Will Verizon Finally Announce a Fiber To The Node Product?

The New York Times ran an Associated Press article a few days ago titled Verizon winds down expensive FiOS expansion. Here's a couple of interesting quotes from the piece:

.... Verizon is nearing the end of its program to replace copper phone lines with optical fibers that provide much higher Internet speeds and TV service. Its focus is now on completing the network in the communities where it's already secured ''franchises,'' the rights to sell TV service that rivals cable, said spokeswoman Heather Wilner.

That means Verizon will continue to pull fiber to homes in Washington, D.C., New York City and Philadelphia -- projects that will take years to complete -- but leaves such major cities as Baltimore and downtown Boston without FiOS.

Here's more:

Verizon doesn't appear to have ruled out further FiOS expansion, but doesn't have any plans, either. The economics apparently are not attractive enough: TV service carries fairly low margins compared to Verizon's phone business, according to analyst Craig Moffett at Sanford Bernstein.

And some more:

The recruitment of new FiOS TV subscribers slowed last year. In the fourth quarter, it added 153,000 subscribers, little more than half of the number it added in the same period the year before.

At the end of last year, Verizon had 2.86 million FiOS TV subscribers and 3.43 million FiOS Internet subscribers (most households take both).

Wiring a neighborhood for FiOS costs Verizon about $750 per home. Actually connecting a home to the network costs another $600.

The total cost from 2004 to 2010 was budgeted at $23 billion by Verizon.

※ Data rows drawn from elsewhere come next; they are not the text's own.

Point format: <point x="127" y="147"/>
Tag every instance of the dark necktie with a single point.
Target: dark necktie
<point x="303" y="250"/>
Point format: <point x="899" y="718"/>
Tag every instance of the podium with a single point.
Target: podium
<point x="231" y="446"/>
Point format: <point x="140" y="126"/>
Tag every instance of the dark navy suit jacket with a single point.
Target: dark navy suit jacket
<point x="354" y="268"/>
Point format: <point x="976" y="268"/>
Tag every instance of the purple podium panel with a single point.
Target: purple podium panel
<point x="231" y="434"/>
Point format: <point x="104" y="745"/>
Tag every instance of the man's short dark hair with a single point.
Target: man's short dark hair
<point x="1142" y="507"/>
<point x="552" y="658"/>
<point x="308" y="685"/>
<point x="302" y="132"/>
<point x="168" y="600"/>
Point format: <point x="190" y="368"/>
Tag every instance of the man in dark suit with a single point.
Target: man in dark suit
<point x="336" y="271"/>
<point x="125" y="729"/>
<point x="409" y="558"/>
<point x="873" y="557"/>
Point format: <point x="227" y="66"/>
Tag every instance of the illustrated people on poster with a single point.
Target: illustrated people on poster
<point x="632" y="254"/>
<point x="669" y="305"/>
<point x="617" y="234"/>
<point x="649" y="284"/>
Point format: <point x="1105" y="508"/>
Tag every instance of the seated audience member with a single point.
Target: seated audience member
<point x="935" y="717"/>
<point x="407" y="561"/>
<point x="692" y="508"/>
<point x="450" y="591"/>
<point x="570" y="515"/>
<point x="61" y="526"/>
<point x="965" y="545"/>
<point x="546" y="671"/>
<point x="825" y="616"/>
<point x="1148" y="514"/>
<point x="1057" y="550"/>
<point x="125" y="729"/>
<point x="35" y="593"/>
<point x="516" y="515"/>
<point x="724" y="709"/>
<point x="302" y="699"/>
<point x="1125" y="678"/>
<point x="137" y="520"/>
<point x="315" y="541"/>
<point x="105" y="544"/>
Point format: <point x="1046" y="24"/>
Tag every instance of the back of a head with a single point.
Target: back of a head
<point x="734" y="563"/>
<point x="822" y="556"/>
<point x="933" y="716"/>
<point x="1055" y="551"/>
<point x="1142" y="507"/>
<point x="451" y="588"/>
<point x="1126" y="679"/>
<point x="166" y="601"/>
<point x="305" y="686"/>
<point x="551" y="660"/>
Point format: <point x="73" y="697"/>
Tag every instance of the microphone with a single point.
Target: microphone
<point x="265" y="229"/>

In 2004 FiOS seemed like a smart technical decision for Verizon. At the time AT&T was trialing a Fiber To The Node (FTTN) product (now called U-verse) and were having technical difficulties getting it to work. Over the past few years though FTTN bugs have been worked out and both AT&T and Qwest have launched successful implementations.

Back in late 2008 I posted the following question in a blog post Will Verizon Offer A Fiber To The Node Product In 2009?. I stuck my neck out then and said Verizon would in 2009. I was wrong then but I'm thinking I may have missed it by a year. So....... I'm now predicting Verizon will be offering a FTTN product sometime in 2010.

The only other competitive option the company has right now to get into areas not already served by FiOS is 4G LTE (Long Term Evolution) wireless service based. This could bypass land-line delivery completely....... but....... can LTE handle the load?